Nel caso di specie, il beneficiario avanzava la richiesta di liquidazione nel 2015, mentre il decesso del contraente era venuto nel 2009.
L'assicurazione citata in giudizio opponeva sia la maturata prescrizione biennale decorrente dalla morte del contraente, sia l'obbligo di devolvere gli importi relativi a crediti prescritti al fondo di cui all'art. 1, comma 343°, della legge 23 dicembre 2005, n. 266 (c.d. fondi dormienti).
Il Giudice sollevava quindi quesitone di legittimità costituzionale: il breve termine di prescrizione imposto per le polizze vita risulterebbe manifestamente irragionevole, in quanto non renderebbe effettivo il possibile esercizio di diritti derivanti da un contratto che ha una funzione di risparmio previdenziale. E la Corte Costituzionale ha ritenuto fondate le censure.

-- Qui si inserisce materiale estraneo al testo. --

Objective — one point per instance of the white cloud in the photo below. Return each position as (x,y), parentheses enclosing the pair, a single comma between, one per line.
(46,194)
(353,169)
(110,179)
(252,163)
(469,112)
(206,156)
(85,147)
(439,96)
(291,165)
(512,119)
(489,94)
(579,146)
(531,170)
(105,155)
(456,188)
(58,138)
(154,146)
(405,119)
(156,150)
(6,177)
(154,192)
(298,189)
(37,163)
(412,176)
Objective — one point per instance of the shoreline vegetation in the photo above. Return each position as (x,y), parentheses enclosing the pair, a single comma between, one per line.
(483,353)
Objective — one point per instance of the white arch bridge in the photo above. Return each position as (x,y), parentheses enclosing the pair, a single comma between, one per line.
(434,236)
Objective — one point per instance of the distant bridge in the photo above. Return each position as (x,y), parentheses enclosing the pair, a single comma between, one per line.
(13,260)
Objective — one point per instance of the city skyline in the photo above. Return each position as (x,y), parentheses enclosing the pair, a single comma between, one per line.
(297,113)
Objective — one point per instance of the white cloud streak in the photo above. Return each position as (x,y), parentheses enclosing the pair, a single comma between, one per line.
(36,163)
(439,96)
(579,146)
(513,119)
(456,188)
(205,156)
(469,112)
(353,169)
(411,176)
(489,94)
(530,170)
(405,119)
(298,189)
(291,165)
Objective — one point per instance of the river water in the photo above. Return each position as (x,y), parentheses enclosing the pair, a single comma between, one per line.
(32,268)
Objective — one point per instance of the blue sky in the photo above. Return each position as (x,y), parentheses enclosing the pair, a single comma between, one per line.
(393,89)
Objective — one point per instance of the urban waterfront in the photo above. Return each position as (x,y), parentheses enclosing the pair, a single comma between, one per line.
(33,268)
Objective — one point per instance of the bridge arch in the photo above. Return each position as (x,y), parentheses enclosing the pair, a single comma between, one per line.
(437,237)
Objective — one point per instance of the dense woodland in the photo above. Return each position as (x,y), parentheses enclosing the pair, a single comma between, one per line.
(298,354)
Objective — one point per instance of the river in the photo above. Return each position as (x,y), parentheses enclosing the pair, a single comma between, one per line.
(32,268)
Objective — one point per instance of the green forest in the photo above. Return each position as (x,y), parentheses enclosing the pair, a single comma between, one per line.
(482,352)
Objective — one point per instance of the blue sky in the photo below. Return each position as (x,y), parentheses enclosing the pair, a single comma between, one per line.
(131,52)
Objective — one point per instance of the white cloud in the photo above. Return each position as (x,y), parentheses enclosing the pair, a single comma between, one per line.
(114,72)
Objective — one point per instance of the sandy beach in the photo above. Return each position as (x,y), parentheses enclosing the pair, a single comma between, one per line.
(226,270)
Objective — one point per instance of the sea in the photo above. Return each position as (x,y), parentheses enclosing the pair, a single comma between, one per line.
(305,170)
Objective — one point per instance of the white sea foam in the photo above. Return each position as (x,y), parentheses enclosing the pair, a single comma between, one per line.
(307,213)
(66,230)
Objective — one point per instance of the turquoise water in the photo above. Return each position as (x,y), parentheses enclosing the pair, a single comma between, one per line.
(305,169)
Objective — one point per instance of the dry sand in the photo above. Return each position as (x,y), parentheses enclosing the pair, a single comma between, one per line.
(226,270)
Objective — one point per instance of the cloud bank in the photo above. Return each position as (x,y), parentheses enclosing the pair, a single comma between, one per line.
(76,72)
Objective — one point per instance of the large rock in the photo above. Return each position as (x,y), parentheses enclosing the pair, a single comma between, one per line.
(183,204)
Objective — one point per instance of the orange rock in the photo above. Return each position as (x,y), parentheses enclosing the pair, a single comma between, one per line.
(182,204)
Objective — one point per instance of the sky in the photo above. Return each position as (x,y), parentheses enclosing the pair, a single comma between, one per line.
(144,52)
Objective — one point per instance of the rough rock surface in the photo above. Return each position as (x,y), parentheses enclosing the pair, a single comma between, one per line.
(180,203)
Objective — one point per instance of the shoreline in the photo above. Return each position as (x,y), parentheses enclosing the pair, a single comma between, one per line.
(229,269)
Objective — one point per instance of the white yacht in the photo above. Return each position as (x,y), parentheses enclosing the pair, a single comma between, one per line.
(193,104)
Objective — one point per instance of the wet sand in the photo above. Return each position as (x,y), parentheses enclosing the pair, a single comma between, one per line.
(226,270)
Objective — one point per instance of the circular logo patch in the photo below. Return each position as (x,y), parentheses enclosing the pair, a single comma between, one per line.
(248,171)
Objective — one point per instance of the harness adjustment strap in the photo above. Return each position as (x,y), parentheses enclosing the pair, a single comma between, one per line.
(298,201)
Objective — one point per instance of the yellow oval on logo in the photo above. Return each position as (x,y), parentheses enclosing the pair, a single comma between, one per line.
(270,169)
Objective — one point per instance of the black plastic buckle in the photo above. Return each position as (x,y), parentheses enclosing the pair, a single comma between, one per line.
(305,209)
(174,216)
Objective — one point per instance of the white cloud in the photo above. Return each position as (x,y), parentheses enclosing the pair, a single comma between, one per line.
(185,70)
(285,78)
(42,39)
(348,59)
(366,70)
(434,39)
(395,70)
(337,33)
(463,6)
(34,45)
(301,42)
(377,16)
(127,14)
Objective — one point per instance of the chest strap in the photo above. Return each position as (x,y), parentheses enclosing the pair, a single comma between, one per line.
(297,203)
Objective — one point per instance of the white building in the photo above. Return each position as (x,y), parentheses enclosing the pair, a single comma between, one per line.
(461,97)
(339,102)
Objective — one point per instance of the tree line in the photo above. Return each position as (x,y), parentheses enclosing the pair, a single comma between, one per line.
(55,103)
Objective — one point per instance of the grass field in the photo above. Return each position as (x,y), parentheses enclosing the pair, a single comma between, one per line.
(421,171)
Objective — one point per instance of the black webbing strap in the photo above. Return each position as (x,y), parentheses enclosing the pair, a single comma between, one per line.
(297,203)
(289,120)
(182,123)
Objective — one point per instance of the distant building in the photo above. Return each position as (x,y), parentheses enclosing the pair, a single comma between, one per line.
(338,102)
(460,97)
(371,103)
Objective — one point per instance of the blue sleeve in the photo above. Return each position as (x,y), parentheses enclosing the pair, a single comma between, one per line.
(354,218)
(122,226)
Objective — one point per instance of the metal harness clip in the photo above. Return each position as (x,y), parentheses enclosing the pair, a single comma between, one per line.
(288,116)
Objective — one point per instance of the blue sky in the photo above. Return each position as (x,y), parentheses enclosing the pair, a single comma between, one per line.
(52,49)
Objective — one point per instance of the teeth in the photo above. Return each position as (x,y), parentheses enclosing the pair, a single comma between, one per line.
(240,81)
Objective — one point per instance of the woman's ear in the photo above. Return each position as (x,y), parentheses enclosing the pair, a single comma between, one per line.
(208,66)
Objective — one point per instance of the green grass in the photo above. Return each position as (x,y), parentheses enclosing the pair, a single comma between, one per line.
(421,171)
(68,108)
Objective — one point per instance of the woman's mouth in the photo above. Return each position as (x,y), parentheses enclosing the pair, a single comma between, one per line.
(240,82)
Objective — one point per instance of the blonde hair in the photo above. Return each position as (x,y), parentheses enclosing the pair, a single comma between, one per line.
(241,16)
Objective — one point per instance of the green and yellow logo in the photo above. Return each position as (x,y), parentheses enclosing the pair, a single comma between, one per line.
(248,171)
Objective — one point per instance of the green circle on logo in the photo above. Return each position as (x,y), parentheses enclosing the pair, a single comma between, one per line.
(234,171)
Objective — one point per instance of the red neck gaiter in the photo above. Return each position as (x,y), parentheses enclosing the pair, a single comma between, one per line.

La norma censurata vìola il principio di ragionevolezza, di cui all'art. 3 Cost., e, al tempo stesso, pregiudica diritti che derivano dal risparmio previdenziale, tutelato dall'art. 47 Cost.
Nell'assicurazione sulla vita non si rinvengono ragioni idonee a giustificare in sé la previsione di una prescrizione breve, la sua combinazione con un oggettivo dies a quo determina, nel contesto in esame, la manifesta irragionevolezza della prescrizione biennale.